Skurrile, altbacken-gestrige Interieurs sind Anderssons Spezialität. Seine Akteure, fast immer etwas seltsame Durchschnittsbürger, aber exemplarische. „Ich hoffe, das macht meine Figuren universeller“, sagt der Regisseur. „Mit solchen Leuten zu arbeiten ist viel ehrlicher und bedeutungsvoller, existenzieller.“

„Was habe ich falsch gemacht?“, fragt der geschundene Mann mit der Dornenkrone auf dem Kopf und dem schweren Holzkreuz auf der Schulter, den ein wütender Mob mit Knüppeln und Peitschen durch eine zeitgenössische Stadt treibt. „Jesus könnte es heute genauso ergehen wie damals“, glaubt Roy Andersson. Die aus ihrem historischen Kontext gerissene Passionsgeschichte taugt auch als Sinnbild für den galligen Hass, den aufgeheizte Mobs zu allen Zeiten entwickeln können – jenen Hass, der sich derzeit ungehindert Bahn bricht in sogenannten sozialen Netzwerken, in denen Leute mobben, ausgrenzen, diffamieren – und in der Folge auch real morden wie in Hanau.

Drei tanzende Mädchen

Eine Frauenstimme moderiert Anderssons universelle filmische Miniaturen an: den Mann, der auf dem Markt eine Frau schlägt, den Patienten, der den Zahnarzt in den Wahnsinn treibt, weil er keine Betäubungsspritze möchte. Dabei weiß Andersson ganz genau, was pralle Lebensfreude ist: Drei Mädchen beginnen vor einem Ausflugslokal zu tanzen zu einem schwedischen Schlager über drei Mädchen, die vor einem Ausflugslokal zu tanzen beginnen – eine großartig inszenierte Parallelität.

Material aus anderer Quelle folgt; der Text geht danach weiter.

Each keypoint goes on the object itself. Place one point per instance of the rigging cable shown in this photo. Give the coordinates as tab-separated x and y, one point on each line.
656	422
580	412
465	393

Und dann der Krieg, das zerstörte Köln, verlorene Seelen in den Lüften. „Zuerst wollte ich Dresden nachbauen, aber es war so stark zerstört und die Ruinen so uninteressant“, sagt Andersson. „In Köln stand immerhin noch der Dom und ich habe mich oft gefragt, ob die Bomber ihn aus historischen Gründen verschont haben. Der Zweite Weltkrieg und der Faschismus haben mich mein ganzes Leben lang umgetrieben, viele meiner Ideen kommen daher.“

Die bizarren, wunderbaren Filmbilder des Schweden zeigen vielschichtige Parabeln und sind so sonst nirgends zu sehen – es kann ein großer Genuss und Gewinn sein, sie zu dechiffrieren.